I guess that the developers cant use if user skip cinematic then teleport character to location x and trigger required events. a moder was able do this in WC3 world editor and GW2 is a lot more advanced.
In my opinion the reason for the unsinkable cinematics is not technical, it is due to the fact that Anet doesn’t want that the majority of the player base will skip story elements that are important to understand HoT because a lot of player want to maximize thier gaming time and the story is not that important (how many player don’t even read the character/NPC text and just skip everything?).
On the story/explorable dungeon runs that i lead i tell the party that it is fine to watch the cinematics and there is no rush, to my amazement i see that most of the party members are watching it when there is no pressure to move on.
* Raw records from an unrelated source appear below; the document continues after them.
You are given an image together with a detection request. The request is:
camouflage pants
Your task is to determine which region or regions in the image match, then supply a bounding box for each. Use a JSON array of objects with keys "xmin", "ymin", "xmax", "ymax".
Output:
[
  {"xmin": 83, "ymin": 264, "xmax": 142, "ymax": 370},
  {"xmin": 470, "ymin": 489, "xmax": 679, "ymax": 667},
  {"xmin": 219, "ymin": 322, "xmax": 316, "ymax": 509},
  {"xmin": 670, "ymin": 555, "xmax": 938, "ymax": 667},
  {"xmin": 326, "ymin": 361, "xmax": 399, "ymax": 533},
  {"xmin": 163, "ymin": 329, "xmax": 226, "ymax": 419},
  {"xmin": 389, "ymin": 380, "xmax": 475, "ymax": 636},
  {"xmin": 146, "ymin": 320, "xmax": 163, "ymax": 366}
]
I guess that the developers cant use if user skip cinematic then teleport character to location x and trigger required events. a moder was able do this in WC3 world editor and GW2 is a lot more advanced.
In my opinion the reason for the unsinkable cinematics is not technical, it is due to the fact that Anet doesn’t want that the majority of the player base will skip story[…]
Well, it’s their official response, I don’t doubt it in the slightest. There can be a variety of reasons why they aren’t able to implement it, just because some modder was able to do something in another completely unrelated game doesn’t really mean anything (primarily because modders aren’t on a salary and are free to do whatever they want, whenever they want).